Separation or Divorce

Separation or divorce is costly, especially when one person is burdened with the lion’s share of the expenses and debt. Legal fees are astronomical. There’s also the division of marital assets, wage garnishment for child support or alimony, and then the cost of keeping two separate households after the separation decree. The rest of the bills take a back seat and accumulate, hence, the severe financial problem. 

What does life look like after bankruptcy?

There is a lot of talk going around that life will be difficult after bankruptcy, that you would be unable to buy a new house or a car because of your credit score. Yes, there will be some great deal of difficulty when trying to get back to life after the filing process, but once you’re handed those bankruptcy discharge documents, you’ll start to see your life slowly climbing back again.  

A bankruptcy discharge refers to an issued permanent court order releasing and absolving a debtor from personal liabilities for certain debts and obligation to repay debts, and creditors are no longer permitted to run after debtors. 

While it’s true that credit scores do take a dive during the process of bankruptcy, then again, there’s always that opportunity to rebuild credit scores right back up to excellent after the issuance of a bankruptcy discharge.

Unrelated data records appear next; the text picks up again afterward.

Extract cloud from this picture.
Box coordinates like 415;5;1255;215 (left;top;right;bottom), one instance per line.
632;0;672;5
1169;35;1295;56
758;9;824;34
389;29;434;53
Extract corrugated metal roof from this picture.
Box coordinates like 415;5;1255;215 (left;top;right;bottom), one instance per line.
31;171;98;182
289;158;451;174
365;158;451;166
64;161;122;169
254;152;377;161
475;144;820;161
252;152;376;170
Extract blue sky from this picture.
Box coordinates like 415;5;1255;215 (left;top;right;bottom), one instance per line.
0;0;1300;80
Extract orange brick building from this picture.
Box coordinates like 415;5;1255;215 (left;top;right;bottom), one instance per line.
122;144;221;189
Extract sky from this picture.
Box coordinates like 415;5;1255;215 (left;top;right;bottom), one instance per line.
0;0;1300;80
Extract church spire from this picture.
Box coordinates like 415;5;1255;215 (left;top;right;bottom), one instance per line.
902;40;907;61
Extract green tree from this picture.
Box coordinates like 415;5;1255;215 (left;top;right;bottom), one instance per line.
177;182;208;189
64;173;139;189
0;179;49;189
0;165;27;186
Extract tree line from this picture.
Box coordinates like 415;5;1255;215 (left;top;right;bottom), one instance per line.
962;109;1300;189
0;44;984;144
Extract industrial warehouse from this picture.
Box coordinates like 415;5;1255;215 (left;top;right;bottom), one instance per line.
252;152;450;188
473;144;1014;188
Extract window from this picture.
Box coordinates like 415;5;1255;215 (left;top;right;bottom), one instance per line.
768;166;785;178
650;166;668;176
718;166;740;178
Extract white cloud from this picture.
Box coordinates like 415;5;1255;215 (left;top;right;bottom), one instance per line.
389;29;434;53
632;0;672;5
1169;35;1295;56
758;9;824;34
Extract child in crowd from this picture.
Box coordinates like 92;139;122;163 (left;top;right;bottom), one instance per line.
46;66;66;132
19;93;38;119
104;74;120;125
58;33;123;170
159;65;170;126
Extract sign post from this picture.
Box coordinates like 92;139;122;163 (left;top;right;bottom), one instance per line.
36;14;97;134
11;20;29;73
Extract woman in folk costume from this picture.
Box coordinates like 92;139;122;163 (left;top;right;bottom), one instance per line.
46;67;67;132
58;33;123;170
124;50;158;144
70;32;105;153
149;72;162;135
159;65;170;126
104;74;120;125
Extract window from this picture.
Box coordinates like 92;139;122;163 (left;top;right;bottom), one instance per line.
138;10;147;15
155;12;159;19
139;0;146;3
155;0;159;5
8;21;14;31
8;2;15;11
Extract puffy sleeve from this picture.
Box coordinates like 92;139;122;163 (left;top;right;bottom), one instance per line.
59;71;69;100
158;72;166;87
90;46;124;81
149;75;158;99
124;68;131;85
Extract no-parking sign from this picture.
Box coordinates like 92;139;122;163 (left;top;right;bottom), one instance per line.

Yes, bankruptcy does hurt, but so does stockpile debt. 

Life after bankruptcy should be treated as a chance for that badly needed financial restart. The financial recovery process can be long and complex and may take even a couple of years before a person can get hold of that stable foothold of a credit score. 

Some of the steps to ensure that you can get there and regain control of your financial life again are to secure and maintain good employment, start building up a savings and retirement account, pay bills on time, use your credit wisely, and maintain a positive balance on your credit to begin rebuilding your credit score.  

And yes, it is very much possible to regain life back again after bankruptcy.


The tale of the Lehman Brothers and how such a towering financial institution crossed the line toward financial failure served as a lesson to be learned not only by corporations and other financial institutions but also by individuals and with their personal finances. Although bankruptcy may at some point be unavoidable as it is unpredictable, still, it’s what comes after is what matters most – a financially free life.